Methodology/Principal Findings
Participants studied previously unfamiliar objects, in groups of four, using either vision or touch. Subsequently, they performed a four-alternative forced-choice object identification task with the studied objects presented in both unrotated and rotated (180° about the x-, y-, and z-axes) orientations. Rotation impaired within-modal recognition accuracy in both vision and touch, but not cross-modal recognition accuracy. Within-modally, visual recognition accuracy was reduced by rotation about the x- and y-axes more than the z-axis, whilst haptic recognition was equally affected by rotation about all three axes.

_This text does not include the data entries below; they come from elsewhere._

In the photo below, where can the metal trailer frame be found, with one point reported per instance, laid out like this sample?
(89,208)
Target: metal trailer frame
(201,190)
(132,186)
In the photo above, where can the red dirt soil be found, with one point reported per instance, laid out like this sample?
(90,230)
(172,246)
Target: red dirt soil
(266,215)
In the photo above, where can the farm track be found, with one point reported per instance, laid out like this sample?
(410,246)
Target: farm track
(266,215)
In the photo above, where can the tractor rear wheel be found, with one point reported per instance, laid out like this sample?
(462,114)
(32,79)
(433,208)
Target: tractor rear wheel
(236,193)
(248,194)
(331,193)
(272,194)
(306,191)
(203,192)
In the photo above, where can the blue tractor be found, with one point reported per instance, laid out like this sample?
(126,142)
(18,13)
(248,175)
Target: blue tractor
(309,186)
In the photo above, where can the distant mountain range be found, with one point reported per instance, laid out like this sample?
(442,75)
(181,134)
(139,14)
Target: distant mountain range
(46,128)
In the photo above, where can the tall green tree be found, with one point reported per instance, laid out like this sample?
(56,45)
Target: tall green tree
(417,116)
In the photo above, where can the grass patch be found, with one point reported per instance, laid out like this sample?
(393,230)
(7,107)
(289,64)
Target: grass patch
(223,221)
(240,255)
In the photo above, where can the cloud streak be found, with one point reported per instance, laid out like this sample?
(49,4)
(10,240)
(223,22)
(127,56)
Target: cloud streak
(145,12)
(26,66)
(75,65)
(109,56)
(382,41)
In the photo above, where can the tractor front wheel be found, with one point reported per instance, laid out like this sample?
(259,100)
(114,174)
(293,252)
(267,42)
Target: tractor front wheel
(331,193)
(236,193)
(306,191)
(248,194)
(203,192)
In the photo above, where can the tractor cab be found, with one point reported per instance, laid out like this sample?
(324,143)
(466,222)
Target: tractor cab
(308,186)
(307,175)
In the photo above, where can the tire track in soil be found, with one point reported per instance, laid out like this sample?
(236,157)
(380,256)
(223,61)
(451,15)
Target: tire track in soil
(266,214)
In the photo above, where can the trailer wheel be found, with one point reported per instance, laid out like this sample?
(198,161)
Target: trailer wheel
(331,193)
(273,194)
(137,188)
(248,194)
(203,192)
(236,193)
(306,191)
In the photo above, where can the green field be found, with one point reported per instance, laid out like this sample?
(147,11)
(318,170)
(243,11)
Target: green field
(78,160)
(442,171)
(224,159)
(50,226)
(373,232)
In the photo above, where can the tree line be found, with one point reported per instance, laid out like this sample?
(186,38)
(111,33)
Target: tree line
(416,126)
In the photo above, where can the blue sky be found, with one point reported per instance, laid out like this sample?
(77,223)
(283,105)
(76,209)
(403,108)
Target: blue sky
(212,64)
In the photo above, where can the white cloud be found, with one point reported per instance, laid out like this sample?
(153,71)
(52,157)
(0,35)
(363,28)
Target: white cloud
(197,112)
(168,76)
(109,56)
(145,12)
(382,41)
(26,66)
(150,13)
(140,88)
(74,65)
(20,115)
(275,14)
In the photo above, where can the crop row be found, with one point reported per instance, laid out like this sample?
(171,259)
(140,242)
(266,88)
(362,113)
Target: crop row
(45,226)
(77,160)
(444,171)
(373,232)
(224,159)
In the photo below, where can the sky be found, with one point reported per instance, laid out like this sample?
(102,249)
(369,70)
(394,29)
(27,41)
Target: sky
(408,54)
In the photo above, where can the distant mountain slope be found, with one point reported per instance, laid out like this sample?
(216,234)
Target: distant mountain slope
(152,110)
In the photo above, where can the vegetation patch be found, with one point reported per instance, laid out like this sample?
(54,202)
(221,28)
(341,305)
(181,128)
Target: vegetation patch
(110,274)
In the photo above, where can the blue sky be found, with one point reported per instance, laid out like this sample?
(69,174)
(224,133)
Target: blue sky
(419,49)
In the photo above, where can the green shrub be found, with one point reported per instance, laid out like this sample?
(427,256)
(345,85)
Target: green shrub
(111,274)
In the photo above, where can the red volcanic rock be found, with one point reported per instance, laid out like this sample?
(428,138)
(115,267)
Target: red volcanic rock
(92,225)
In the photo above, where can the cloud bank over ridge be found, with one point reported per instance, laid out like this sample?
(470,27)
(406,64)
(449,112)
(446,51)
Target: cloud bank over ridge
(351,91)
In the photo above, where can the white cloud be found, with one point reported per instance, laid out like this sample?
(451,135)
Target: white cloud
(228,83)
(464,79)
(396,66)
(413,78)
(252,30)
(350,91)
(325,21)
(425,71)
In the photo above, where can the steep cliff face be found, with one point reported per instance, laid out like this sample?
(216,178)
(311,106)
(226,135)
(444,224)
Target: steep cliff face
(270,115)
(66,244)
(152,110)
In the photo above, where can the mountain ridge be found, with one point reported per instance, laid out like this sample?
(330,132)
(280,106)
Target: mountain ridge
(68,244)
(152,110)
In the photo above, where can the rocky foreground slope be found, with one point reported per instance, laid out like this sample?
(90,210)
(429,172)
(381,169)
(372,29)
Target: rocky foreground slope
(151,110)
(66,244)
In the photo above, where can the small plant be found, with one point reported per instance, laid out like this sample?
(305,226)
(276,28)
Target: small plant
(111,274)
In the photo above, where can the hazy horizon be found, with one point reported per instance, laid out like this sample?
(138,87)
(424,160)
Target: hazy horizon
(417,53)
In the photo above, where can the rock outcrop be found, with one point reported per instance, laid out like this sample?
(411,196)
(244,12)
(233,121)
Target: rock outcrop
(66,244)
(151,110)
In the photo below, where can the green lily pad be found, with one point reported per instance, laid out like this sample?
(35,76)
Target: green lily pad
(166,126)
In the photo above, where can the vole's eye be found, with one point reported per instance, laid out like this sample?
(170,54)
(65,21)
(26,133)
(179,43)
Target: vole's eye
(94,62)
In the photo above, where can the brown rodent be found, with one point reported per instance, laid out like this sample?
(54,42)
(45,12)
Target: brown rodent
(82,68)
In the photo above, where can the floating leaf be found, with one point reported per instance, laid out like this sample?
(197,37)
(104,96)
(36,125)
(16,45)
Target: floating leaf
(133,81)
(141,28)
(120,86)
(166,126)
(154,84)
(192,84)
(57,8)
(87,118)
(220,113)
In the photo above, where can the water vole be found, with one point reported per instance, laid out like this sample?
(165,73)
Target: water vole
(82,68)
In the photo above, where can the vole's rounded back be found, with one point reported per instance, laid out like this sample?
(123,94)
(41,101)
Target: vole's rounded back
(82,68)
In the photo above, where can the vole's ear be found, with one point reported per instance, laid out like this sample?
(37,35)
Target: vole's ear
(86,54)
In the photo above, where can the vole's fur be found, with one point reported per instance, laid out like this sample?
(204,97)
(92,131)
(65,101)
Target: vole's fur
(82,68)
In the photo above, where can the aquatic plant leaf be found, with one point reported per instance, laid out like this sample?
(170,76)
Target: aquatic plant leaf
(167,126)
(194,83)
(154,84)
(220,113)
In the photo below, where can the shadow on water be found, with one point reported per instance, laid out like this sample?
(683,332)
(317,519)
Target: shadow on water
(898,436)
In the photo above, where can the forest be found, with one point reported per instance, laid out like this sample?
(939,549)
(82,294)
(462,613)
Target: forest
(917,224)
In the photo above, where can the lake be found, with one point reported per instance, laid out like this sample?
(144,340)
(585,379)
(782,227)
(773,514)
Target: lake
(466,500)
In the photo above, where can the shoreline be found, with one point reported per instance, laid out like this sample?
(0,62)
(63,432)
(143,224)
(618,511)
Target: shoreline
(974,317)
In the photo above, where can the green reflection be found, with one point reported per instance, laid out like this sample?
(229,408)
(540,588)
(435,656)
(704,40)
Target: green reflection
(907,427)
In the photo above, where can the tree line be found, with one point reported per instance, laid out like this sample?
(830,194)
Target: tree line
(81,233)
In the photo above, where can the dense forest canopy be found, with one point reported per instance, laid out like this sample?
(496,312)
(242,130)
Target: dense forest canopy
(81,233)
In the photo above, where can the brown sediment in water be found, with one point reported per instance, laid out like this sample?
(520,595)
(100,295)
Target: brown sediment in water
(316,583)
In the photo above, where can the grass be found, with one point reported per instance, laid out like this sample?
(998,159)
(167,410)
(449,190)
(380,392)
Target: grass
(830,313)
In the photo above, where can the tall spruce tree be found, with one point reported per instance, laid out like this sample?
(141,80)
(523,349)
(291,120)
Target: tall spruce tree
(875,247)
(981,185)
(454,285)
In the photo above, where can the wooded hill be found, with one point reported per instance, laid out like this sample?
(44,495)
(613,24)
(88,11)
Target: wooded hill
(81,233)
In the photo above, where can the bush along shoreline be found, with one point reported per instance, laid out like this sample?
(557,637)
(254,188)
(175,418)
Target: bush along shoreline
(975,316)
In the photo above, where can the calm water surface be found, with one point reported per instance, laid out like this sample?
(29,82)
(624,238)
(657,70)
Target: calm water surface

Cross-modal (but not within-modal) accuracy correlated with spatial (but not object) imagery scores.
Conclusions/Significance
The viewpoint-independence of cross-modal object identification points to its mediation by a high-level abstract representation. The correlation between spatial imagery scores and cross-modal performance suggest that construction of this high-level representation is linked to the ability to perform spatial transformations. Within-modal viewpoint-dependence appears to have a different basis in vision than in touch, possibly due to surface occlusion being important in vision but not touch.